Bahasa seringkali memberikan nama yang sama untuk dua hal yang berbeda. Kata“kasep” dalam bahasa Sunda berarti “tampan”, seperti dalam kalimat “budak ieu kasep pisan”. Dalam bahasa Jawa, kata “kasep” jauh artinya dari tampan. Ia berarti “terlanjur”, seperti dalam kalimat “apa sliramu wes kasep tuku tiket kanggo menyang Jakarta?”
Namun di sisi lain bahasa juga sering memberikan nama yang berbeda untuk dua hal yang sama. Kata “tilem” dalam bahasa Jawa sama maknanya dengan kata “kulem” dalam bahasa Sunda, yaitu “tidur”.
Dalam bahasa Indonesia hubungan dua bahasa seperti ini bukan hanya melibatkan bahasa daerah, namun juga bahasa asing. Banyak ditemukan kosakata bahasa asing yang menyumbang kosakata bahasa Indonesia. Hal ini dikarenakan penjajahan, seperti dalam kasus masuknya kosakata bahasa Belanda; globalisasi, seperti dalam kasus masuknya kosakata bahasa Inggris; dan penyebaran agama seperti dalam kasus masuknya kosakata bahasa Arab.
Dalam kategori bahasa asal yang terakhir, terdapat beberapa kosakata yang sama dengan bahasa Indonesia, namun maknanya menjadi berubah, karena perkembangan penggunaannya dalam bahasa Indonesia.
Salah satu kata yang sering kali ditukar makna dalam bahasa asalnya, yaitu bahasa Arab, dengan makna yang berbeda dalam bahasa Indonesia adalah kata “fitnah”.
Kata ini dalam bahasa Arab berasal dari akar yang terdiri dari fa’-ta’-nun.
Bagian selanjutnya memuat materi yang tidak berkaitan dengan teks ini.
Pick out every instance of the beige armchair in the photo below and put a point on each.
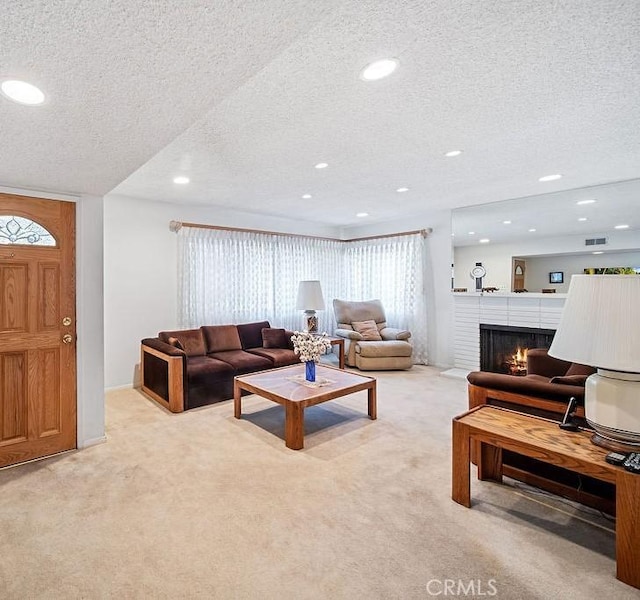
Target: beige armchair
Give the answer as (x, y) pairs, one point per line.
(369, 344)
Dalam kamus Lisanul ‘Arab kata fatana diartikan dengan ibtila’ (menimpakan bala), imtihan (pengujian), dan ikhtibar (pengetesan), seperti dalam kalimat “fatantu al-fidhdhata, idza adkholtuhu ilan nar litanzhura ma jaudatuhu”. Artinya “aku menguji emas itu, yaitu ketika aku memasukkannya ke dalam api agar diketahui kualitasnya”. Jadi “fitnah” adalah “hal pengujian” atau “ujian” itu sendiri. Dalam contoh kalimat di atas, “fitnah” bagi emas adalah dengan dilemparkan ke dalam api.
Sedangkan dalam bahasa Indonesia kata “fitnah” memiliki arti yang jauh berbeda. Kamus Besar Bahasa Indonesia (2008) mengartikan “fitnah” dengan: “perkataan bohong yg disebarkan dng maksud menjelekkan orang (spt menodai nama baik, merugikan kehormatan orang)”.
“Fitnah” dalam hal ini adalah sama dengan “buhtan” dalam bahasa Arab. Ambil sebagai contoh kalimat “Apa yang ia katakana adalah fitnah yang keji”.
Dalam Alquran ada penggalan kalimat berbunyi “wal fitnatu asyaddu minal qatli” (Surah al-Baqarah, ayat 191). Di masa lampau, misalnya dalam kitab tafsir pertama di Nusantara, yaitu Tarjumanul Mustafid, makna “fitnah” dalam bahasa Melayu masih dipahami sebagai “fitnah” dalam bahasa Arab, yaitu “bala” atau “ujian”.
Sehingga pemaknaan penggalan ini cukup dipahami “fitnah–dalam arti menimpakan bala–itu lebih buruk daripada pembunuhan”. Namun setelah makna “fitnah” berubah dari makna asalnya, maka adalah salah kaprah bila frasa ini dianggap berbicara tentang berita bohong atau tuduhan palsu.
Misalnya mereka yang menganggap dirinya dirugikan dengan suatu berita bohong mengenai dirinya akan mengutip penggalan ayat ini. Ada sebuah kejadian dalam sebuah polemik kebudayaan, seorang sastrawan yang merasa dicemarkan nama-baiknya pernah menuliskan “menurut Alquran … bahwa fitnah itu lebih kejam daripada pembunuhan (Q.,2:191, 217)”.
Padahal ayat tersebut tidak berbicara tentang “fitnah” seperti dalam bahasa Indonesia. “Fitnah” dalam kalimat itu sesuai dengan maknanya dalam bahasa Arab, yaitu “bala”.
Lebih jelas wujud bala yang ditimpakan diulas oleh kitab-kitab tafsir. Tafsir Jalalain, misalnya, menafsirkan bahwa “fitnah” yang dimaksudkan dalam penggalan ayat ini adalah kemusyrikan. Jadi frasa itu berarti “malapetaka kemusyrikan itu lebih besar dampak dan dosanya daripada yang diakibatkan oleh pembunuhan”.
Masih banyak kosakata dalam bahasa Indonesia yang berasal dari bahasa Arab yang mengalami perubahan makna semacam ini, namun masyarakat secara sembarang dan keliru mempertukarkannya.
Inilah pentingnya mengaji tafsir. Tidak hanya mengetahui makna Al Qur’an dengan membaca terjemahan.